Ho lasciato Milano per la Calabria: altro che spopolamento, cominciamo a valorizzare i nostri borghi
Ci stiamo abituando all'idea che si possa essere felici solo nelle grandi città, che la vita vera sia solo lì, dove tutto corre, dove tutto consuma. Ma la verità è un’altra
Ginevra Dell’Orso da qualche anno ha lasciato Milano lasciando una vita frenetica e caotica. Si è trasferita con la famiglia a Isca sullo Ionio, nel Catanzarese, dopo essersene innamorata nel corso di una vacanza. Con questo testo inizia una serie di suoi interventi su LaC.
Ho letto il Piano Strategico Nazionale delle Aree Interne, e devo dire che c’è un punto che lascia davvero senza parole.
Nel documento ufficiale, con tanto di logo della Presidenza del Consiglio, campeggia un obiettivo ben evidenziato: “Accompagnamento in un percorso di spopolamento irreversibile”.
Non un piano per rilanciare, non una strategia per invertire la tendenza, ma un accompagnamento dignitoso verso il lento declino e l’invecchiamento di interi territori.
Praticamente la politica ha deciso che alcuni paesi sono destinati a morire lentamente, e il massimo che si può fare è “tenere loro la mano” mentre si compie il loro destino. Siamo malati terminali e quindi non serve cercare una cura.
Lo hanno scritto. Nero su bianco.
E la cosa più assurda è che ormai ci stiamo abituando all'idea che si possa essere felici solo nelle grandi città, che la vita vera sia solo lì, dove tutto corre, dove tutto consuma. Ma la verità è un’altra.
Lascia Milano per vivere in Calabria, la scelta di Ginevra: «Qui una ricchezza che nessuna multinazionale può comprare»Sono stata nei dintorni di Lorica, un paesino minuscolo nel cuore della Calabria, provincia di Cosenza. Ufficialmente ci abitano circa 30 persone, “non c'è niente” dicono i ragazzi. Un po’ li capisco, eppure…
Mi sono svegliata in uno chalet incantato tra i boschi, affacciato sul lago. Intorno solo il suono dei campanacci delle mucche, gli uccellini, gli scoiattoli neri sugli alberi che giocano, l'aria fresca, le fragoline di bosco ai bordi delle strade, i funghi, e quella magia che ti entra nelle ossa e nell’anima.
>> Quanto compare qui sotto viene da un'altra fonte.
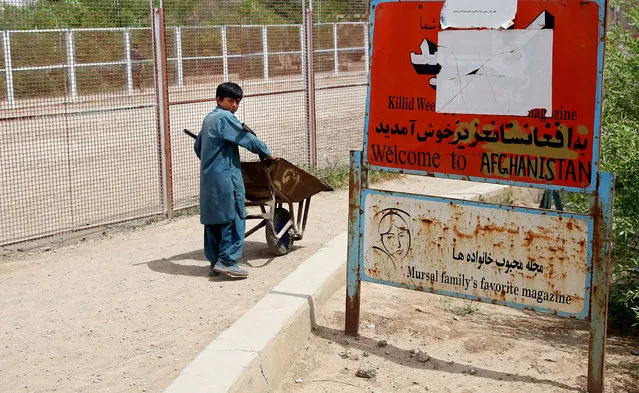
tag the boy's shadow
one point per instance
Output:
(179, 264)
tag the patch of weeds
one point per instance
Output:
(189, 211)
(466, 309)
(337, 175)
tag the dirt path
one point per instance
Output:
(126, 309)
(446, 345)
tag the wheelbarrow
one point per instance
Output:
(276, 186)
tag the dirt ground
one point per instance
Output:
(125, 309)
(447, 345)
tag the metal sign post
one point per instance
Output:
(496, 99)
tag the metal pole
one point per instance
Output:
(602, 239)
(8, 71)
(71, 64)
(179, 64)
(225, 58)
(162, 99)
(335, 52)
(358, 180)
(303, 49)
(129, 64)
(265, 51)
(310, 90)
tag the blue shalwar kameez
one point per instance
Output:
(222, 210)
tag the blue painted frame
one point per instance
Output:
(583, 314)
(591, 189)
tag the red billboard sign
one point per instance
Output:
(516, 104)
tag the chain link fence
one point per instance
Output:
(96, 93)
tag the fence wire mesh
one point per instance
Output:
(82, 131)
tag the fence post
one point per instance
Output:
(225, 57)
(366, 46)
(8, 71)
(335, 51)
(310, 89)
(178, 49)
(302, 50)
(265, 51)
(71, 65)
(162, 99)
(129, 65)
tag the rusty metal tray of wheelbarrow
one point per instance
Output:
(292, 182)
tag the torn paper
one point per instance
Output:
(470, 14)
(507, 72)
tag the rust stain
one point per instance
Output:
(496, 228)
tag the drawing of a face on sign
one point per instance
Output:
(394, 234)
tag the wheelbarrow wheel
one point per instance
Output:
(285, 243)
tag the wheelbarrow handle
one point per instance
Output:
(189, 133)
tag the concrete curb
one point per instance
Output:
(254, 354)
(258, 349)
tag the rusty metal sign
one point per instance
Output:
(480, 251)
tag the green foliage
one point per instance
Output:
(337, 175)
(620, 154)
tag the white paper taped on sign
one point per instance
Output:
(490, 14)
(494, 72)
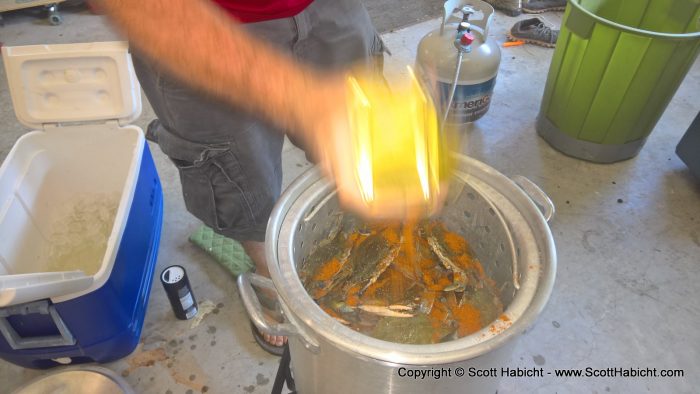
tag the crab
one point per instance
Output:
(368, 261)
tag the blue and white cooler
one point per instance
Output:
(81, 208)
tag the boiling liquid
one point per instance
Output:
(79, 232)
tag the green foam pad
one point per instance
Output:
(226, 251)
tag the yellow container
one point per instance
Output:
(398, 152)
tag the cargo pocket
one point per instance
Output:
(213, 192)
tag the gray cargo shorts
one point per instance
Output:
(230, 162)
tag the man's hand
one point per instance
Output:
(197, 43)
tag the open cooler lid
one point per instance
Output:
(65, 83)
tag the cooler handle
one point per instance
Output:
(16, 342)
(255, 311)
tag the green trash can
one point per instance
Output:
(615, 68)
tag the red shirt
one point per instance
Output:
(248, 11)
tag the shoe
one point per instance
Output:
(508, 7)
(533, 31)
(540, 6)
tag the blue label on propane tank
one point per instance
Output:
(470, 102)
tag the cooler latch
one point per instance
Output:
(64, 338)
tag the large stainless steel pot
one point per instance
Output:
(507, 232)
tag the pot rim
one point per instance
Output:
(312, 322)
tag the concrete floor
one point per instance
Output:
(629, 273)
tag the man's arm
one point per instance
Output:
(202, 46)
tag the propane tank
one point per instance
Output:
(458, 63)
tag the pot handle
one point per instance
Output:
(541, 200)
(255, 310)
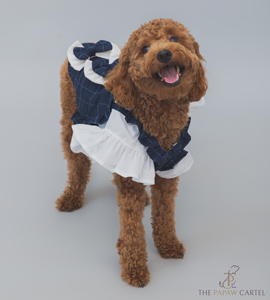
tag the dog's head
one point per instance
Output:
(161, 59)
Le stelle scintillanti nel cielo e un cibo sopraffino!
Ho dormito con la trapunta anche se era estate. Ho respirato quella pace che non si compra, non si costruisce, non si finge. Quanta bellezza che ci ha accompagnato per millenni e sta per sparire sotto i nostri occhi.
Non serve un piano per accompagnare la morte di questi luoghi, serve un’idea per farli rinascere, per far capire che la felicità non è un vestito firmato, le labbra rifatte o il locale alla moda, ma la qualità della vita, le emozioni autentiche, la forza delle radici.
Forse è ora di guardare questi territori con occhi nuovi, di smettere di considerarli “perdenti” e iniziare a valorizzarli per quello che sono davvero: luoghi pazzeschi da riscoprire.
Ma per farlo dobbiamo prima smettere di scrivere i necrologi e cominciare con nuovi inizi. Il come... sta a noi, alla nostra creatività e all’amore per queste terre, affinché non muoiano mai!